(-4,8);6x=7y+3 Write the equation of the line containing the given points and parallel to given line express your answer in y=mx+b form
The line has slope 6/7
So, using the point-slope form of a line,
(y-8)/(x+4) = 6/7
y-8 = 6/7 (x+4)
y - 8 = 6/7 x + 24/7
y = 6/7 x + 80/7
or
7y = 6x + 80
To find the equation of a line parallel to the given line that passes through the given points, we need to determine the slope (m) and the y-intercept (b) of the line.
First, let's find the slope of the given line. The equation 6x = 7y + 3 is in the form y = mx + b. To convert it to this form, let's isolate y:
6x = 7y + 3
7y = 6x - 3
y = (6/7)x - 3/7
From the equation, we can see that the slope (m) of the given line is 6/7.
Since the line we are trying to find is parallel to the given line, it will have the same slope, meaning its slope (m) will also be 6/7.
Now, we can use the point-slope form of a line to find the equation. The point-slope form is given by y - y1 = m(x - x1), where (x1, y1) is a point on the line.

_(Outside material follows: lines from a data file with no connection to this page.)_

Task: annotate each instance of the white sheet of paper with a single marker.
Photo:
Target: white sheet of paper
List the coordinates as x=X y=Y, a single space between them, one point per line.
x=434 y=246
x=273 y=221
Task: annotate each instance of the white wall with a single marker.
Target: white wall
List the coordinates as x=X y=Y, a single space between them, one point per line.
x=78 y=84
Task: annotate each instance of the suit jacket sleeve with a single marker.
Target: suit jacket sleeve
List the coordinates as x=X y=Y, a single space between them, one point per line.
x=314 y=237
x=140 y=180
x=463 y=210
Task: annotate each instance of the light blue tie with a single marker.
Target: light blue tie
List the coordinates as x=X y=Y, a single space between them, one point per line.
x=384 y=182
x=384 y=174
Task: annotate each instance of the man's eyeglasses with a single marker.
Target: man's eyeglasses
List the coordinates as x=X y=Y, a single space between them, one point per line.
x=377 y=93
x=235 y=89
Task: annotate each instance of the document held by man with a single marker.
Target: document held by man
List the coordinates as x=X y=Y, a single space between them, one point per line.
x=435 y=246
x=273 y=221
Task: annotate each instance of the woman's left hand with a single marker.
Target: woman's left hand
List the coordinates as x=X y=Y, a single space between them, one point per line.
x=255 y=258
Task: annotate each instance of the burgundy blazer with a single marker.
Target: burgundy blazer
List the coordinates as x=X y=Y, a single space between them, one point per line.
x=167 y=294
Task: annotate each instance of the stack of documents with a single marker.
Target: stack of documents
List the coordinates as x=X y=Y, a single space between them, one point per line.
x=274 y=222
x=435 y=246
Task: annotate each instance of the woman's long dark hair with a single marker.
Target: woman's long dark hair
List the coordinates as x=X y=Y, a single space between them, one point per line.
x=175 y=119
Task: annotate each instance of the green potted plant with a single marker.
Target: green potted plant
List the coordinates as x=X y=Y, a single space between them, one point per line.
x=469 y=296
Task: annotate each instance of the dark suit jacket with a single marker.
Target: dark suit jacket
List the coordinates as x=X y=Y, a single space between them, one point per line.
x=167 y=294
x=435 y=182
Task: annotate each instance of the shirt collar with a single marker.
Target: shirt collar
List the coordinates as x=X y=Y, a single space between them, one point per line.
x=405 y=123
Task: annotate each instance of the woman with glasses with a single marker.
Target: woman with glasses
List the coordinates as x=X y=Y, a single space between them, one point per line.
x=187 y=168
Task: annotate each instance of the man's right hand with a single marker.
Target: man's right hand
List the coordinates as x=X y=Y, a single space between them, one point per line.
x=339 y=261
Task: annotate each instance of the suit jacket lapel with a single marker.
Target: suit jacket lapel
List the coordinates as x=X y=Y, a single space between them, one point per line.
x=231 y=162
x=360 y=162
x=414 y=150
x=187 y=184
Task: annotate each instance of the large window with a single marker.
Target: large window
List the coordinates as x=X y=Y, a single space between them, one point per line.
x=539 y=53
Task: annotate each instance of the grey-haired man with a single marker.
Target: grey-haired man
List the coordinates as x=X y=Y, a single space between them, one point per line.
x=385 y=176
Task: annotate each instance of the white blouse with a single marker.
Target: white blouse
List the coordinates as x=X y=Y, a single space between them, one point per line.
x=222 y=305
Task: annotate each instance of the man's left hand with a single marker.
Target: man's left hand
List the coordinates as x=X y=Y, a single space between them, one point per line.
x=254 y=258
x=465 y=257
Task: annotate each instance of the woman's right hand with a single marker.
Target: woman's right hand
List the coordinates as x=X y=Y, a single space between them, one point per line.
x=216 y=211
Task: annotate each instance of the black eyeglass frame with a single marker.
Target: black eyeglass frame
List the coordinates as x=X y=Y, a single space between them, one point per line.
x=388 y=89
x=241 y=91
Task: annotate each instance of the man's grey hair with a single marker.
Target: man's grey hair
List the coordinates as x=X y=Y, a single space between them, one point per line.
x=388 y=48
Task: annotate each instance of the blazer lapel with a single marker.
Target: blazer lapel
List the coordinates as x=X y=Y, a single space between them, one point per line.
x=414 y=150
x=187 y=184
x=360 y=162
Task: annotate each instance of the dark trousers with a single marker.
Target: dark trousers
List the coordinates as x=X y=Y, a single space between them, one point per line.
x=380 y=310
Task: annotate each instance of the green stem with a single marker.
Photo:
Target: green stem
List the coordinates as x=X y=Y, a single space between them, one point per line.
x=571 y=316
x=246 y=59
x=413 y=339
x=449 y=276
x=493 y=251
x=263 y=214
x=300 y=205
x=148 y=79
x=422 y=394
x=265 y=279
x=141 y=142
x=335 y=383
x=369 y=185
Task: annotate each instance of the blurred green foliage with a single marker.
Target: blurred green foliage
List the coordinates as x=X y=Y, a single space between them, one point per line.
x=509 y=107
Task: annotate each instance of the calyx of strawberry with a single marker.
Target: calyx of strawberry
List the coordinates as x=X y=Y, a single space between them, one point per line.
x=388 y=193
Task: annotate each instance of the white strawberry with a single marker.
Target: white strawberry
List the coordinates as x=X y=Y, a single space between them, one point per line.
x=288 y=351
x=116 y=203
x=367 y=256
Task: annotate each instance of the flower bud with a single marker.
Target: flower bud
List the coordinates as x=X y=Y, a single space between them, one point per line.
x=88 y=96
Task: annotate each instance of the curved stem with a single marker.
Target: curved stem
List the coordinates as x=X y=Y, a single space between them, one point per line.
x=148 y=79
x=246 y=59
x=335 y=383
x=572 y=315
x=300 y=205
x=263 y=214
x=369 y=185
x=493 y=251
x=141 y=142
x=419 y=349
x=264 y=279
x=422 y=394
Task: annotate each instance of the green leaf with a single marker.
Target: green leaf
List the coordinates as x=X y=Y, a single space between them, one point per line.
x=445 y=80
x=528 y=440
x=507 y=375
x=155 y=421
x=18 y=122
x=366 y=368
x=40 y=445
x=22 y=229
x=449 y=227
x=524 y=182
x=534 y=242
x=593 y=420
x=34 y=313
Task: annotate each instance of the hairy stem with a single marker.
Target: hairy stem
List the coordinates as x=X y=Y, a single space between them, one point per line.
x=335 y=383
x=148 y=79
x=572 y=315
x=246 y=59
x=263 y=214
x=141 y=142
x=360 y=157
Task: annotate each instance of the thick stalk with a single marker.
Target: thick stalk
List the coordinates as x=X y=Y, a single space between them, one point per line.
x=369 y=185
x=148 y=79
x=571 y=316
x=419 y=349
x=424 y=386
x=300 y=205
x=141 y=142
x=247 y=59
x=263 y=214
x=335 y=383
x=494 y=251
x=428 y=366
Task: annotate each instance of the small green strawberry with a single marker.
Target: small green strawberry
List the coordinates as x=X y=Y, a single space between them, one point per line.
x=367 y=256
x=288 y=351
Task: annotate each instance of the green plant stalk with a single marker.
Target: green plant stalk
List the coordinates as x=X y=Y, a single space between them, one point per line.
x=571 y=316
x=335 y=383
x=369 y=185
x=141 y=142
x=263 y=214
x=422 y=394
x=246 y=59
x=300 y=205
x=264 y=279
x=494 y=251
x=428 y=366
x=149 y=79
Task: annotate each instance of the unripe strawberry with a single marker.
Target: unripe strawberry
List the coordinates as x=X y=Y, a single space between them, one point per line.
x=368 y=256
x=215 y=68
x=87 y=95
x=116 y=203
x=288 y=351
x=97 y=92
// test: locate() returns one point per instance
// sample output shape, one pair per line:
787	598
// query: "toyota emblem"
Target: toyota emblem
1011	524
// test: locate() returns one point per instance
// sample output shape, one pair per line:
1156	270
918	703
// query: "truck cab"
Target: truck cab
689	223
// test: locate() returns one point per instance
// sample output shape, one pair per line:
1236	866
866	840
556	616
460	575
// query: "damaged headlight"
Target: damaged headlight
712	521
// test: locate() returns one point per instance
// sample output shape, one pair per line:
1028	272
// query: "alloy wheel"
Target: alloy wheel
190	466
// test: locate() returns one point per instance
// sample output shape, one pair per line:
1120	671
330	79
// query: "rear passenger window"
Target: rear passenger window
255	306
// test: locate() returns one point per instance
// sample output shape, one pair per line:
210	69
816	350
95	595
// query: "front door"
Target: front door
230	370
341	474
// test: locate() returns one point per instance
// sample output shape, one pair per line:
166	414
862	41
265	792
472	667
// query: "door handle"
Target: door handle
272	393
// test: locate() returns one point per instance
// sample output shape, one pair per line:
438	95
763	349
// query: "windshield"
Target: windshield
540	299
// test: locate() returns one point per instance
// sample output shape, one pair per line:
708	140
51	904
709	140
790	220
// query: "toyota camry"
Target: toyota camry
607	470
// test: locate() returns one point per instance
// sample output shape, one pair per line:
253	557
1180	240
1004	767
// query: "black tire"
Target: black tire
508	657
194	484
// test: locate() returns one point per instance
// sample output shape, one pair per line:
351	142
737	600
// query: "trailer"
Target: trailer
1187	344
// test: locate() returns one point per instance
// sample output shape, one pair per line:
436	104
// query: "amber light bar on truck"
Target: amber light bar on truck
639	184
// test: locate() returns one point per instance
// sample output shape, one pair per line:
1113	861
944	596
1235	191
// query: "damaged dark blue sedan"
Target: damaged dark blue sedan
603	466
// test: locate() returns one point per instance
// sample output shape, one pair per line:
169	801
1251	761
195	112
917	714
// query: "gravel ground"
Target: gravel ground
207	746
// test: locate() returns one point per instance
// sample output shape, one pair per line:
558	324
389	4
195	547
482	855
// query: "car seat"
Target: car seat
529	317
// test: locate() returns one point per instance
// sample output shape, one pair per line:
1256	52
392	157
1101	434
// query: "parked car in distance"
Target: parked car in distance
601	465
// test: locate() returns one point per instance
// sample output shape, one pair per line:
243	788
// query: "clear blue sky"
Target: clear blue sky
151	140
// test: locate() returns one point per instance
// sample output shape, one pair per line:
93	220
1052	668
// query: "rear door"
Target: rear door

Using the point (-4, 8) that is given, we can substitute the values into the point-slope form:
y - 8 = (6/7)(x - (-4))
y - 8 = (6/7)(x + 4)
To express the equation in y = mx + b form, we need to simplify it further:
y - 8 = (6/7)x + 24/7
y = (6/7)x + 24/7 + 8
y = (6/7)x + (24/7 + 56/7)/7
y = (6/7)x + 80/7
Therefore, the equation of the line containing the given points (-4, 8) and parallel to the given line 6x = 7y + 3 is y = (6/7)x + 80/7.